Mirá que puedo gritar, le dice ella, entre risas. A veces no se necesitan muchas palabras para comprender y provocar el deseo. Está ahí, ya latente, bajo las copas húmedas y el mantel, respirando y soplando, humedeciendo los labios, sacudiendo levemente las corbatas, colmando la inspiración de un tango.

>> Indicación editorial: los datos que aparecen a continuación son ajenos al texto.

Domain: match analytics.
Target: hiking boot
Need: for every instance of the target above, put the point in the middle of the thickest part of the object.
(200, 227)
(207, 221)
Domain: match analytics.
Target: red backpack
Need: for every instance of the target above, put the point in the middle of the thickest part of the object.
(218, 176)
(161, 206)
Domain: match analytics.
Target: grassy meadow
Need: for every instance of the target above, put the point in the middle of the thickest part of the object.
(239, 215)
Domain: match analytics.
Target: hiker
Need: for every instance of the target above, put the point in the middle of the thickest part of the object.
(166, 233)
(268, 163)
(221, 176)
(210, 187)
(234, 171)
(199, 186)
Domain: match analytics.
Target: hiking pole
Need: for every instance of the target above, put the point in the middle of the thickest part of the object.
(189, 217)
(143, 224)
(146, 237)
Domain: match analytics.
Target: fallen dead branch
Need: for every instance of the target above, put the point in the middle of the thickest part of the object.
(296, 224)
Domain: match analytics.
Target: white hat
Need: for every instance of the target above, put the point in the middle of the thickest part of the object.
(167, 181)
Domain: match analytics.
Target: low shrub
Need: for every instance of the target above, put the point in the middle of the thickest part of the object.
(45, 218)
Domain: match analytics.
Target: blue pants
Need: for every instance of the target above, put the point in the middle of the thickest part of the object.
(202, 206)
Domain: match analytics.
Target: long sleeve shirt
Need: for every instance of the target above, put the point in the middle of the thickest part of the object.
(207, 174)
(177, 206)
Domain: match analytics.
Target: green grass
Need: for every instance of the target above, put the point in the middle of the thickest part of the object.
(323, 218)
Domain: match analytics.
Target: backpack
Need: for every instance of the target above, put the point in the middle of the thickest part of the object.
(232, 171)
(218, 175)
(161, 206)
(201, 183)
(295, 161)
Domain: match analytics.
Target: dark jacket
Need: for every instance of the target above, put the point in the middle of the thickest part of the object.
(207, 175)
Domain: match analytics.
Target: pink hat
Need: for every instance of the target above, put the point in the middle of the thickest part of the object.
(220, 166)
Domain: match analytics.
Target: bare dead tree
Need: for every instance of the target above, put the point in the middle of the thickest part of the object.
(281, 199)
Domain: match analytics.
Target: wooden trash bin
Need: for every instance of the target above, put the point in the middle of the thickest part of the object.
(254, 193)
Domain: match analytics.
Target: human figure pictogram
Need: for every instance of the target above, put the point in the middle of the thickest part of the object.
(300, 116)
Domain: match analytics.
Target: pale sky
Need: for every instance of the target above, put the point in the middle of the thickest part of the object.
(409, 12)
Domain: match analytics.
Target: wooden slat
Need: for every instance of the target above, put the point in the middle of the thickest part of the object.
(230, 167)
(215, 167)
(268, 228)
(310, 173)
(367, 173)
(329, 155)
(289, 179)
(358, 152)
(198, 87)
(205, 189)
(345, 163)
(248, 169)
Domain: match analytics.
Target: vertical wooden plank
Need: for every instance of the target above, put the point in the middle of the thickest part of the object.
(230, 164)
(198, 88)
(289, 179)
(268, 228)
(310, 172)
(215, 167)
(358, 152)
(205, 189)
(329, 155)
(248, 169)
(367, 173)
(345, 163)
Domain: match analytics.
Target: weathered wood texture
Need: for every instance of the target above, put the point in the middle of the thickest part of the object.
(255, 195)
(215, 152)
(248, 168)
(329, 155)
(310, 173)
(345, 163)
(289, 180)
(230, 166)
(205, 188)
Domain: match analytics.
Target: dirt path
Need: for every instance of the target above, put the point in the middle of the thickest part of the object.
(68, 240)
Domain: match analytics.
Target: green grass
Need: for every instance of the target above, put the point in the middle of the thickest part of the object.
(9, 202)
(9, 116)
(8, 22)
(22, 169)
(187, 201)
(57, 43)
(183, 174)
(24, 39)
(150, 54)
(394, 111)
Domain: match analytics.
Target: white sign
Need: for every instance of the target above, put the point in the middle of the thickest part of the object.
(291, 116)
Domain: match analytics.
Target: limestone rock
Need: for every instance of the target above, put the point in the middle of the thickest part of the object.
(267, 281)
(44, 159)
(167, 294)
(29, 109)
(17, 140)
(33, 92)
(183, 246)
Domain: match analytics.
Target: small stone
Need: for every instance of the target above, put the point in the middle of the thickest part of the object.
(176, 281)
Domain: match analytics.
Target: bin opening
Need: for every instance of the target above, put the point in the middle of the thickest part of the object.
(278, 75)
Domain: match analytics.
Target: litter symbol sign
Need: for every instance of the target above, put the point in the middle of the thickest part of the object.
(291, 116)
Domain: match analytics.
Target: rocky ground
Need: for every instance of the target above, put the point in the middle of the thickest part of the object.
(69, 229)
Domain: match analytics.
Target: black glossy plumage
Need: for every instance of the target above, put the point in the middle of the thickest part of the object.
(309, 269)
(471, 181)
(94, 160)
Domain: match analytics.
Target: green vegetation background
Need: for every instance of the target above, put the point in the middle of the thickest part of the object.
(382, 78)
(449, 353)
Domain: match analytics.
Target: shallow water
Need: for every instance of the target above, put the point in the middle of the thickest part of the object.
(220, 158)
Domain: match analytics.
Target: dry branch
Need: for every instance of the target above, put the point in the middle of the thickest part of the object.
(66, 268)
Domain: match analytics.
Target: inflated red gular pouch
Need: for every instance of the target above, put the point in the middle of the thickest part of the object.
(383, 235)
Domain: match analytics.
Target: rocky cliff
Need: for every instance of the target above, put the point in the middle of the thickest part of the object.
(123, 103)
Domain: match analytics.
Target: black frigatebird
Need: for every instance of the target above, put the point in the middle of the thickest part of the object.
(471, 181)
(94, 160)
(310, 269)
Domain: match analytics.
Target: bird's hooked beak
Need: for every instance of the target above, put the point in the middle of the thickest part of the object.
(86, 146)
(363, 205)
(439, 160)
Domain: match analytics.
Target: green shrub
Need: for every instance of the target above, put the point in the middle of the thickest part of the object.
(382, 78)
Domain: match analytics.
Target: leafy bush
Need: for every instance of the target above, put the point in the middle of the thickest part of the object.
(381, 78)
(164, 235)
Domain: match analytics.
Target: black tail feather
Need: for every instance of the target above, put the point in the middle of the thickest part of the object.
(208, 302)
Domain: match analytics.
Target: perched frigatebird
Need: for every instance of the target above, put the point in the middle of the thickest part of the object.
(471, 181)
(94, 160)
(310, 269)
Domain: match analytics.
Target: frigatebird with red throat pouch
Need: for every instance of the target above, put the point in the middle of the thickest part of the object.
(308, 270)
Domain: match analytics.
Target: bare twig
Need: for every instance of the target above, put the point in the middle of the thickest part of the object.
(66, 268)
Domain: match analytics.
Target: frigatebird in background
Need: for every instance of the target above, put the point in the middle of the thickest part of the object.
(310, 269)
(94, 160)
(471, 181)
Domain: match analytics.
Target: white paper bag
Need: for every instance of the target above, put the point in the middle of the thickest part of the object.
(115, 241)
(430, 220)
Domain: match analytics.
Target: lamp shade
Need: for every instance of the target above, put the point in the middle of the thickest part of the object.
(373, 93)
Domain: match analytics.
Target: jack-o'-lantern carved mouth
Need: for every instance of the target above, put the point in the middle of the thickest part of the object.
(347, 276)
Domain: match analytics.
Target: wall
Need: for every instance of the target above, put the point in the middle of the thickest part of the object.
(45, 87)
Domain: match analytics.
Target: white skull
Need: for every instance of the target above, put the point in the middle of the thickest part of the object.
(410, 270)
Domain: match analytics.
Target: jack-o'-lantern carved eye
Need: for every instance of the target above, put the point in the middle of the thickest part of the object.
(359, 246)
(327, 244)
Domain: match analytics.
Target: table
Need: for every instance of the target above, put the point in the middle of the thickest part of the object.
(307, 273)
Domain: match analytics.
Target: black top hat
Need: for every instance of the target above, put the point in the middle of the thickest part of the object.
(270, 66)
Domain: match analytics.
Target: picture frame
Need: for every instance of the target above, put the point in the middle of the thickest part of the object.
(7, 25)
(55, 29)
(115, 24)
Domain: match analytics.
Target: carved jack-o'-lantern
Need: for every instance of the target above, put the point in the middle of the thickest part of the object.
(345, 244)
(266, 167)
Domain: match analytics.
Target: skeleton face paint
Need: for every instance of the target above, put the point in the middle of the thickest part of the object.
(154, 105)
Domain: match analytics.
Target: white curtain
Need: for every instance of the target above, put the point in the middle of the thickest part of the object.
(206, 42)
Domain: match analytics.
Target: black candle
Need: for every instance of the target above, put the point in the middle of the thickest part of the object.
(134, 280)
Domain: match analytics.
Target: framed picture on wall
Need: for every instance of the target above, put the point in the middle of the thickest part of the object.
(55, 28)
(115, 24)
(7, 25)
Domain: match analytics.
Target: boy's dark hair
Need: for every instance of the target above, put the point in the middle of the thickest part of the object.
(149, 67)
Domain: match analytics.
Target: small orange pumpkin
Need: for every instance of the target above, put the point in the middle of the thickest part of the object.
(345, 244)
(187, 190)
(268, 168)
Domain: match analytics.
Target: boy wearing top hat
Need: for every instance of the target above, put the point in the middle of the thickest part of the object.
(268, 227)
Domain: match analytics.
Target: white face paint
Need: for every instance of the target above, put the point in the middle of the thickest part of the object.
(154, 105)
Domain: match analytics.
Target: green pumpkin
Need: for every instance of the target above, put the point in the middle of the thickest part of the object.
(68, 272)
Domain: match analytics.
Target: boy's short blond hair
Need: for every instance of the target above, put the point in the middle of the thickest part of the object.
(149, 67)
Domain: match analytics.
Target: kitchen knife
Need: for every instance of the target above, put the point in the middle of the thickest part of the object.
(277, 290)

Cuando él la vuelve a mirar, ella ya está allí. Se miran, fuerte, hasta agitar. Caminan hacia la puerta bajo el vaivén del bandoneón. No vuelven a mirarse. Ella se contornea, mientras él la observa y piensa en la inigualable soltura de su ansia y en el punzante clamor de su entrepierna.
Se recuestan en la penumbra de una cama deshecha.
Se paran en el umbral del deseo y lo vulgar.
Se inspeccionan.
Se rechazan.
Se temen.
Se agotan.
Se matan.
Se agotan.
Se matan.
Después los restos, un grito, el final derrapando, cae una gota. Finalmente, la lluvia.
Se bañan, se besan, se miran, se tocan, se angustian, se limpian, se miran, se miran mucho.
Cuando salen a la calle ya no son los mismos.
No se miran más.
Cuando ella pasa por el bar de la esquina de su casa están tocando un tango.
Y ve la puerta.
Y ve un cartel.
Un cartel, que muestra que él toca esa noche allí, una recopilación de Goyeneche.